Remember the good old days when kids walked and biked to school by themselves? Many of use probably remember those times—and the freedom and independence that came with it—with fondness. Yet, we tend not to let our own kids do the same. In the late 1960’s, nearly 48% of children between the ages of 5 and 14 walked or biked to school. Today, only 13% do. And it’s not just about kids being further from their schools. In 1969, 88% of students who lived within a mile of their school walked or biked to get there; today that number has dropped to 38%.

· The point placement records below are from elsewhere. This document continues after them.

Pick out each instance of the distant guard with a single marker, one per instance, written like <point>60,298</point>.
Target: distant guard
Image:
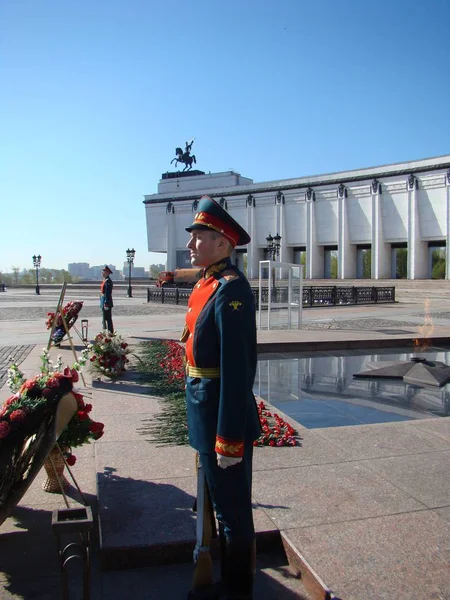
<point>106,301</point>
<point>223,422</point>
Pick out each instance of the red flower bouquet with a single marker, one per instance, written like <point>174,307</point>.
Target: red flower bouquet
<point>108,354</point>
<point>275,432</point>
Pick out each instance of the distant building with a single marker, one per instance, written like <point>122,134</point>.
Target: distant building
<point>382,222</point>
<point>135,271</point>
<point>79,270</point>
<point>95,272</point>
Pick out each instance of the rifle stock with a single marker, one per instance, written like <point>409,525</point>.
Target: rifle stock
<point>203,572</point>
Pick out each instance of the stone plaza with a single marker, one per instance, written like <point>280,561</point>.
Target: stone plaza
<point>355,512</point>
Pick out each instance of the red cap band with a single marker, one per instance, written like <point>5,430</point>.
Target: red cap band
<point>218,225</point>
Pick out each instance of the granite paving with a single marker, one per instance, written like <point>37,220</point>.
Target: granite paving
<point>366,508</point>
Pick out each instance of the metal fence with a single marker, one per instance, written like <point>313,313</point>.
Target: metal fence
<point>313,296</point>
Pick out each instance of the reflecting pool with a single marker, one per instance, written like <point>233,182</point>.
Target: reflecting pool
<point>318,390</point>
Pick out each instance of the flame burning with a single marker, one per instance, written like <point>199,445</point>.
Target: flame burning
<point>423,342</point>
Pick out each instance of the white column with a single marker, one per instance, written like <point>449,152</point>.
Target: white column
<point>417,250</point>
<point>447,244</point>
<point>380,263</point>
<point>314,254</point>
<point>346,251</point>
<point>171,238</point>
<point>281,229</point>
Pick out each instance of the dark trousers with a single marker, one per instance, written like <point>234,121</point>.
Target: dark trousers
<point>107,320</point>
<point>231,493</point>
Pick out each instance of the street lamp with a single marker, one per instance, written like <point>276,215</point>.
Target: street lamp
<point>37,266</point>
<point>130,259</point>
<point>273,246</point>
<point>273,250</point>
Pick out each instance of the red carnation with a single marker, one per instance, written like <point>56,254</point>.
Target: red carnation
<point>18,415</point>
<point>28,385</point>
<point>53,382</point>
<point>4,429</point>
<point>96,427</point>
<point>71,460</point>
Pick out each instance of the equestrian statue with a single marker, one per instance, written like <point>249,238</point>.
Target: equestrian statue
<point>185,157</point>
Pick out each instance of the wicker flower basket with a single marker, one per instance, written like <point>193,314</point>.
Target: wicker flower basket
<point>54,481</point>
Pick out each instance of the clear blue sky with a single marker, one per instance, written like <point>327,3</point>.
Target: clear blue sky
<point>95,96</point>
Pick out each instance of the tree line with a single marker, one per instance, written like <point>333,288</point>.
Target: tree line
<point>28,276</point>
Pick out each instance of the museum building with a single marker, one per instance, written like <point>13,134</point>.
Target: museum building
<point>347,225</point>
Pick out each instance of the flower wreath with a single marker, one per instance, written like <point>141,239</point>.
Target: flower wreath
<point>70,312</point>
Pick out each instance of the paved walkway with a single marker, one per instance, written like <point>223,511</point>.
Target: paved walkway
<point>363,512</point>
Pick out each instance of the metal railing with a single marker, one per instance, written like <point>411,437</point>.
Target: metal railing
<point>313,296</point>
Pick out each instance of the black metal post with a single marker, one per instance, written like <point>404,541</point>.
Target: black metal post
<point>129,294</point>
<point>36,265</point>
<point>130,259</point>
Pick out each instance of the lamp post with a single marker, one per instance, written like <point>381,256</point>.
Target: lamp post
<point>130,259</point>
<point>273,250</point>
<point>37,266</point>
<point>273,246</point>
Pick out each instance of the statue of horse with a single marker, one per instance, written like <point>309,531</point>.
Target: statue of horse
<point>185,157</point>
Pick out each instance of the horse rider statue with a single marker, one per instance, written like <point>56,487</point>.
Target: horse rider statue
<point>185,157</point>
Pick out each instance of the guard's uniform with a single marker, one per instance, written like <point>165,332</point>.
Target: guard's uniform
<point>106,288</point>
<point>220,339</point>
<point>220,336</point>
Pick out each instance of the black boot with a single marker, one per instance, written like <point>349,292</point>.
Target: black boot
<point>239,570</point>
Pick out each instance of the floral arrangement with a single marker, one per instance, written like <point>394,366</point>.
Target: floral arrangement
<point>32,398</point>
<point>70,312</point>
<point>278,434</point>
<point>108,354</point>
<point>172,364</point>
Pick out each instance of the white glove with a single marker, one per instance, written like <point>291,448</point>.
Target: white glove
<point>227,461</point>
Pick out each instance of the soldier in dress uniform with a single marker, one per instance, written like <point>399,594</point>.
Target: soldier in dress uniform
<point>106,303</point>
<point>223,422</point>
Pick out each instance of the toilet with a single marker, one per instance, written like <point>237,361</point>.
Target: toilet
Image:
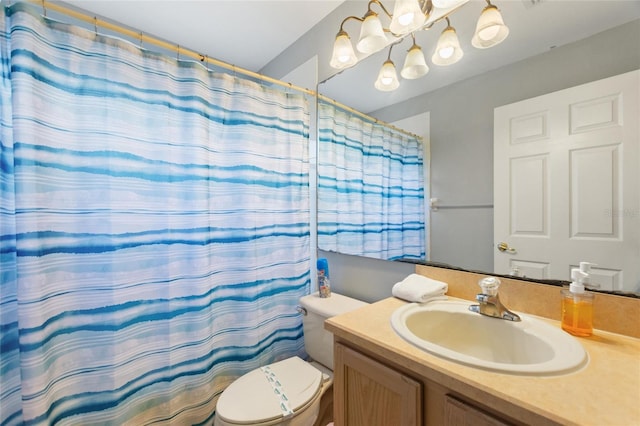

There are lots of reasons for this—increased vehicles on the road making the trip more dangerous, inclement weather, concerns about crime, and school policies are just a few. But it’s also true that children these days aren’t getting enough exercise—and walking and biking are two of the best sources of physical activity. With all of this in mind, the National Highway Traffic Safety Administration (NHTSA) launched an initiative known as Safe Routes to Schools . The initiative is aimed at helping communities to develop Safe Routes to School programs to get children and families back to biking and walking to school. Individual community programs might work through education and encouragement, increased enforcement of traffic laws in school zones, or even addressing engineering issues such as street and sidewalk layouts.
Since the program started in 2005, Nebraska has received over $7 million in funding to implement Safe Routes to Schools and Iowa has received nearly $9 million. Through their respective offices, both states help communities plan programs and events to create Safe Routes to Schools and offer grants to get those programs up and running. Bigger events are also a part of Safe Routes to Schools: for example, October 5 is International Walk to School Day, and schools across the nation will be encouraging their students to walk to school that day.
The safety of our children when they are going to and from school is an important issue; so too is encouraging healthy behaviors like walking and biking. Bringing these habits back to your community for the benefit of your own children might mean making some changes and undertaking some innovative efforts. Safe Routes to Schools can help get those processes started.